Ma liquidare The Mortuary Collection solo per il suo segmento più debole sarebbe un errore imperdonabile. Il film affonda le sue radici in The Babysitter Murders, il cortometraggio del 2015 con cui Spindell aveva già dimostrato la sua capacità di sovvertire ogni cliché del genere slasher. Quella storia di 22 minuti, intrisa di immagini terrificanti e gore ben orchestrato, viene espansa e rimodellata in uno dei segmenti più riusciti dell’antologia, quello che riesce a intrecciare perfettamente il twist finale con la cornice narrativa principale.
Ogni storia di The Mortuary Collection segue il framework classico della morality play, dove i peccati vengono puniti con una violenza che è al tempo stesso giustificata e cinematograficamente spettacolare. Una donna che commette un furto apparentemente innocente durante una festa si imbatte in qualcosa di mostruoso e ultraterreno. Un marito in lutto viene consumato da una colpa orribile che lo trascina attraverso un vortice di sofferenza. E naturalmente, il dongiovanni irresponsabile di Elordi subisce conseguenze che vanno ben oltre l’imbarazzo sociale.
Il film di Spindell non raggiunge le vette di Creepshow, l’antologia seminale di George A. Romero e Stephen King che aveva attinto a piene mani dall’estetica luridamente colorata degli EC Comics. Eppure, The Mortuary Collection si presenta come un omaggio consapevole e affettuoso a quella tradizione, anche quando la sua tonalità esagerata non sempre centra il bersaglio.

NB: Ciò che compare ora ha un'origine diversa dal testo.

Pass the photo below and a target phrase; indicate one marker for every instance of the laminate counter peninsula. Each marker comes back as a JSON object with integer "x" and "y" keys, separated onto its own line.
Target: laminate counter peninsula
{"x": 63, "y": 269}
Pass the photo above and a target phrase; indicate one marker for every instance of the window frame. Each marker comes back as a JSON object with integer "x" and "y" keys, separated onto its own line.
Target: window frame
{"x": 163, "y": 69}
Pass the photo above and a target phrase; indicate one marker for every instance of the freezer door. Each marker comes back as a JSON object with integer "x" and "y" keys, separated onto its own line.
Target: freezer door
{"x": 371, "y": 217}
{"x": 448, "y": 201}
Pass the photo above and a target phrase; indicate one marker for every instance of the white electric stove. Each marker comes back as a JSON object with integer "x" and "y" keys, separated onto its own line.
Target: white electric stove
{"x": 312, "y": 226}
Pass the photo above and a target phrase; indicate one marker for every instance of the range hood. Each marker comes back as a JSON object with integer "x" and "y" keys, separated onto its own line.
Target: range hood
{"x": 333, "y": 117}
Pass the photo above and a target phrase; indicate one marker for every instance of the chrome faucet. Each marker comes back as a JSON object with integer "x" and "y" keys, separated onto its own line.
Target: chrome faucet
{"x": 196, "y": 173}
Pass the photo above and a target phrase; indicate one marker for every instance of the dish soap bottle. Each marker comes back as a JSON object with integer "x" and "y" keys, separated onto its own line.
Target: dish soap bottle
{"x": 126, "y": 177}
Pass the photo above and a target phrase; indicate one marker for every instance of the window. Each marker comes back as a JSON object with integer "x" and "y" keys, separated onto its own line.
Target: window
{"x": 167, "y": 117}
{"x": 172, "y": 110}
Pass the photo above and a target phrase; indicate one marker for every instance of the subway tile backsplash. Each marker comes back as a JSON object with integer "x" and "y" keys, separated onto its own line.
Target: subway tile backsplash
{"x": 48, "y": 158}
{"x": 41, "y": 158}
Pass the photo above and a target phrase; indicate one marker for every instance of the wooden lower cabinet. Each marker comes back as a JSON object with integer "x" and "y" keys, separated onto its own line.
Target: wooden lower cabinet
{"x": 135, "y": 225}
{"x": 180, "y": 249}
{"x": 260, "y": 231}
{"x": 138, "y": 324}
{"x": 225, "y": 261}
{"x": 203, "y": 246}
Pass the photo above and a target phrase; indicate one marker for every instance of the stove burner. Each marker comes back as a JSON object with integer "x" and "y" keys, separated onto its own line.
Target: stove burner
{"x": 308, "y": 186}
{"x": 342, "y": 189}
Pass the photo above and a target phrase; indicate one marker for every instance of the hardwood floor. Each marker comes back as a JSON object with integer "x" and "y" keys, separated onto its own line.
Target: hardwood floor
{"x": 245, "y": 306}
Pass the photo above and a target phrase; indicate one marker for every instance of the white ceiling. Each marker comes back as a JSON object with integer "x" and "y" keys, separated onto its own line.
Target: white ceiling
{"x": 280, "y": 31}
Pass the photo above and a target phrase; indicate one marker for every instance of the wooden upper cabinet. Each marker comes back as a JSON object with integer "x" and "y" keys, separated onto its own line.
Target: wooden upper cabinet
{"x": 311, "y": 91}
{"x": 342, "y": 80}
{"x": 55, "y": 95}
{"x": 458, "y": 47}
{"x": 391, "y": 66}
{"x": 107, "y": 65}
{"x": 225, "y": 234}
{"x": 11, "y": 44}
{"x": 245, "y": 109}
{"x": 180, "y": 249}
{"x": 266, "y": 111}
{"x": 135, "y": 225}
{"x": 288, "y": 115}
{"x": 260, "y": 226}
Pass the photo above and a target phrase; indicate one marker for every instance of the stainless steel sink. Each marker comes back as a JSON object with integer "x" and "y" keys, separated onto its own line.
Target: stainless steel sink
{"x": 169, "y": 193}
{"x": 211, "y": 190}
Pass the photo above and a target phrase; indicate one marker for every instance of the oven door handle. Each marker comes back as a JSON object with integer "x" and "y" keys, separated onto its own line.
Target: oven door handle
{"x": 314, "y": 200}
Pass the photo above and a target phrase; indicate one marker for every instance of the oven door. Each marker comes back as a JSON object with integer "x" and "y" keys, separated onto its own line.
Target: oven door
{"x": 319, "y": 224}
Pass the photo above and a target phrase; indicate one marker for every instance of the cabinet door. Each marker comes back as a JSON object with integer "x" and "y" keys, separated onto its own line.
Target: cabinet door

La cittadina immaginaria di Raven’s End, con la sua atmosfera gotica e le sue ombre dense, diventa un personaggio a sé stante, un luogo dove il macabro e il sublime si fondono in un’esperienza visiva memorabile.
Ciò che rende questo film una gemma nascosta non è solo la sua capacità di mescolare gore ben realizzato con momenti di autentica tensione narrativa, ma anche il modo in cui anticipa i talenti che avrebbero definito la carriera successiva di Jacob Elordi. Guardare la sua performance in “Unprotected” oggi, dopo aver assistito alla sua trasformazione in attore di straordinaria versatilità, offre una prospettiva unica su come il giovane interprete stesse già esplorando le zone d’ombra della condizione umana.
The Mortuary Collection è un film che celebra l’assurdità sincera del genere, che non ha paura di sporcarsi le mani con viscere e fluidi corporei, ma che mantiene sempre uno sguardo consapevole sulla propria natura di intrattenimento pulp. E in un’epoca in cui l’horror cerca spesso di legittimarsi attraverso il dramma elevato, c’è qualcosa di rinfrescante in un’opera che abbraccia senza vergogna la propria identità di racconto moralmente didascalico ma visivamente sconvolgente.
Il 97% su Rotten Tomatoes non è solo un numero: è il riconoscimento di un’opera che, nonostante le sue imperfezioni evidenti, riesce a intrattenere, sorprendere e occasionalmente disturbare con una sicurezza che molti horror contemporanei possono solo invidiare.